Forced Ranking and Age-Related
Employment Discrimination
By Tom Osborne and
Laurie A. McCann
What do Ford, Goodyear,
and Capital One have in common besides being among the largest businesses
in
the United States? All have been sued recently for age-related employment
discrimination arising from a performance
evaluation process known as forced ranking or, less flatteringly,
rank and yank. By 2001 forced ranking
systems had been adopted by 20 percent of U.S. companies, including
as many as 25 percent of the Fortune 500.
Although forced ranking is not a new technique, it attracted scant attention
until the recent economic downturn
spotlighted its use by many employers as a tool in deciding layoffs.
What Is Forced Ranking?
Forced ranking is a
performance-based evaluation system in which employees are ranked against
each other
based on a particular scheme or design. Some companies have used a totem
pole approach, in which employees
in a group are ranked from the top down. Some have imposed quartiles,
in which 25 percent of the group is
placed in each of four cells and then ranked further in each cell. Others
have ranked workers from best to worst
along the bell-shaped curve of the normal distribution and established
cut-off points for the top, middle, and bottom
categories.

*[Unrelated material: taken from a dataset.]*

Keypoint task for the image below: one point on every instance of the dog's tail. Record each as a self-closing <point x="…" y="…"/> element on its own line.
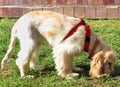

Typically, the ranking decisions are made by managers who
spend hours in meetings haggling
with each another to satisfy the distribution requirements.
As implemented in 2000
at Ford, for example, according to the allegations in Siegel v. Ford
Motor Co., No. 01-102583-CL (Wayne Co., Mich., Apr. 27, 2001), approximately
18,000 management employees were forceranked into three categories,
with A representing the top 10 percent, B the middle 80 percent, and
C the bottom 10 percent. The A group was eligible for raises and bonuses,
the Bs received smaller raises and bonuses, and the Cs received
nothing. A second C in the next evaluation cycle could mean immediate
termination.
In 2001 Goodyear implemented
a similar 10-80-10 ABC ranking system, which violated the Ohio age discrimination
law according to the allegations in Jones v. Goodyear Tire &
Rubber Co., No. 02-00-5090 (Summit Co., Ohio, Sept. 12, 2002). The
forced ranking system implemented by Capital One, which employs over
17,000 people nationwide, is based on a seven-point performance scale.
It was challenged as a violation of the federal Age Discrimination in
Employment Act (ADEA) by a group of older workers employed in the companys
Richmond, Virginia, operations. Feltman v. Capital One Services,
Inc., No. C.A. 3:02cv894 (E.D. Va. Richmond Division, Dec. 9, 2002).
The common denominator
of all three cases is the allegation that older workers were targeted
for termination
and that they were, therefore, consistently ranked in the lowest category
at a disproportionately high rate. By facilitating
the actual or constructive discharge of its older employees, the forced
ranking system allegedly enabled the
employer to fulfill its purpose of achieving and maintaining a relatively
younger workforce.
Forced ranking is also
used by General Electric, Cisco Systems, EDS, Hewlett Packard, Microsoft,
PepsiCo,
Caterpillar, and Sun Microsystems, to name only a few well-known employers.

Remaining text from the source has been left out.